Bugman, are you a member of gardenweb? After I got banned, some of the REAL jerks started a thread disscussing if I had tried any new screen names to get on and if I was jonathon or not. They're a bunch of morons! I got one of their passwords. His name is jadcock. He was the only one to reply to the email I sent him saying that I was sorry for being a idiot on gardenweb. Well, I emailed him and he didn't reply. If he's acting like a jerk now, I am going to screw up his account. LOL! If you want, I can give you his password.


----------



## bugman (Aug 12, 2004)

no but (jadcock) i need say nothing else. nope never signed up when i found out all hondas hondas hondas hondas


----------



## Scott15 (Nov 11, 2004)

His real name is jason adcock. I can't post messages under his name because my computer is banned entirely from gardenweb. I have to go to a public computer like at the library.


----------



## bugman (Aug 12, 2004)

how bought i try


----------



## roperdude91 (Nov 10, 2004)

Scott15 said:


> Bugman, are you a member of gardenweb? After I got banned, some of the REAL jerks started a thread disscussing if I had tried any new screen names to get on and if I was jonathon or not. They're a bunch of morons! I got one of their passwords. His name is jadcock. He was the only one to reply to the email I sent him saying that I was sorry for being a idiot on gardenweb. Well, I emailed him and he didn't reply. If he's acting like a jerk now, I am going to screw up his account. LOL! If you want, I can give you his password.

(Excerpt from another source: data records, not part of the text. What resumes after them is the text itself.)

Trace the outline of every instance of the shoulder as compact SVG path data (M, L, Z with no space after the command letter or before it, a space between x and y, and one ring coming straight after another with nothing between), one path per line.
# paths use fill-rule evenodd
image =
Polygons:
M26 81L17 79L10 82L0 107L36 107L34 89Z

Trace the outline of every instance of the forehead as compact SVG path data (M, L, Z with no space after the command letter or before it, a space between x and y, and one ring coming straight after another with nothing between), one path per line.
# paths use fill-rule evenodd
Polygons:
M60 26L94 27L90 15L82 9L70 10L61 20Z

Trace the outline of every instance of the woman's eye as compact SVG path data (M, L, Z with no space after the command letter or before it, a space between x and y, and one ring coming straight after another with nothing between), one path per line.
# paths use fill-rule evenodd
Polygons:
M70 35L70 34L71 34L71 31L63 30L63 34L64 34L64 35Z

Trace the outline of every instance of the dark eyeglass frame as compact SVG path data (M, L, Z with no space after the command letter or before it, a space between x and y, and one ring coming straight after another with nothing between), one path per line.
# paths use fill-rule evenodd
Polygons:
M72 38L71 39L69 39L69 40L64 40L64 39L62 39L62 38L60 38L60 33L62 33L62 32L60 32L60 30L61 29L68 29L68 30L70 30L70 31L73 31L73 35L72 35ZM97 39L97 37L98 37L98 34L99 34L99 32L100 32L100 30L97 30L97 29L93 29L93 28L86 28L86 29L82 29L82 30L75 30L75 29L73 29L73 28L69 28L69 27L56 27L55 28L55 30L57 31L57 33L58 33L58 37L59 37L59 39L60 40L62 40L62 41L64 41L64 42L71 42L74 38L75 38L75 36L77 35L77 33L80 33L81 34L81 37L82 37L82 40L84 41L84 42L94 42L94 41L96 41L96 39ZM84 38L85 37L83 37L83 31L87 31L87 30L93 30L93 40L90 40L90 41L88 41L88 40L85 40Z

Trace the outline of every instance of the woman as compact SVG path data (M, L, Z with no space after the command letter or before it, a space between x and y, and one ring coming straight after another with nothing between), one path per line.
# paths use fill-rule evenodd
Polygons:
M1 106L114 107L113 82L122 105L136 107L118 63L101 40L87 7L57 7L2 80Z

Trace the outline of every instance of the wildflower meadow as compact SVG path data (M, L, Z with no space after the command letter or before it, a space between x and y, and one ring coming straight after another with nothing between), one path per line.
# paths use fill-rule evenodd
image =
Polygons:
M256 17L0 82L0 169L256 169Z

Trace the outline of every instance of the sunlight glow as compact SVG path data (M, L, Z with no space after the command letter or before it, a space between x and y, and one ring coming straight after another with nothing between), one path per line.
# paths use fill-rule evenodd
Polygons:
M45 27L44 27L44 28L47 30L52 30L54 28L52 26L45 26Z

 i will take it and get him banned just like spike did to us for no reason :wave: jadcock :tongue:


----------



## Scott15 (Nov 11, 2004)

You REALLY want his password? I will email if you want. Just give the link to your addy.


----------



## bugman (Aug 12, 2004)

do it do it do it do it


----------



## roperdude91 (Nov 10, 2004)

Scott15 said:


> You REALLY want his password? I will email if you want. Just give the link to your addy.


 [email protected] :dude:


----------



## bugman (Aug 12, 2004)

:lol:


----------



## Scott15 (Nov 11, 2004)

I sent it. Bugman, you should get an account on gardenweb and talk bad about all those honda freaks. And tell this guy snuffyinatl to get screwed. I sent him some emails and he replies treatening to take away my internet service and swearing. That guy's insane!


----------



## bugman (Aug 12, 2004)

that guys a freak. and i will muhahahaha


----------



## bugman (Aug 12, 2004)

i did get an account. (briggsstrattonman) told em whats what. one idiot was using deisel to start a 3.5hp briggs. dumn. later i'll give em more. and i checked the box to not give me emails plus i've got em blocked as spam so no trash talk to me muhahahahahahahah muhahahahahahahah


----------



## bugman (Aug 12, 2004)

hahahahaha scottwon't you, scott_14. the idiots think i'm you. god they have honda fetishes or something. do you know dos1711 he's the one who came out and said i was you. they are all childish fools. they love hondas like their wives. yuck!!!!!!!!! did have one person who hated them. but they were saying that hondas have good resale value. sure as alluminum scrap metal. they also said sik him spike like they are childs.


----------



## Scott15 (Nov 11, 2004)

You tell em bugman. Avenge me! Snuffyinatl is the REAL jerk! Get in his face!


----------



## bugman (Aug 12, 2004)

i will don't worry. i'm not gonna get any email from em


----------



## Scott15 (Nov 11, 2004)

You joined preditors unlimited too.


----------



## bugman (Aug 12, 2004)

yep........


----------



## Scott15 (Nov 11, 2004)

It needs more members.


----------



## roperdude91 (Nov 10, 2004)

Scott15 said:


> It needs more members.


 lol, me and cole are working on tthat still :tongue: :tongue: :tongue:


----------



## Scott15 (Nov 11, 2004)

Why don't you advertise.


----------



## roperdude91 (Nov 10, 2004)

Scott15 said:


> Why don't you advertise.


we are working on it  
you try running your own site and getting 1000's of memebrs a month after you started :tongue:


----------



## bugman (Aug 12, 2004)

yeah its hard. some try advertising on google try that.


----------



## Scott15 (Nov 11, 2004)

Google is the best search engine ANYWHERE! I got their toolbar. It comes with a popup blocker. But I also have Norton, Spysweeper. So I NEVER get popups except on gardenweb. I know know how their popups get past my blocker. It REALLY makes you MAD!


----------



## bugman (Aug 12, 2004)

just do


----------



## Scott15 (Nov 11, 2004)

the new internet xp 2 service pack has everything you need to protect your computer. It got rid of that trojan horse on my Homepage. Microsoft sometimes just does the trick.


----------



## bugman (Aug 12, 2004)

my comp. came with xp with sp2.


----------



## Scott15 (Nov 11, 2004)

It really helps when all the other programs can't.


----------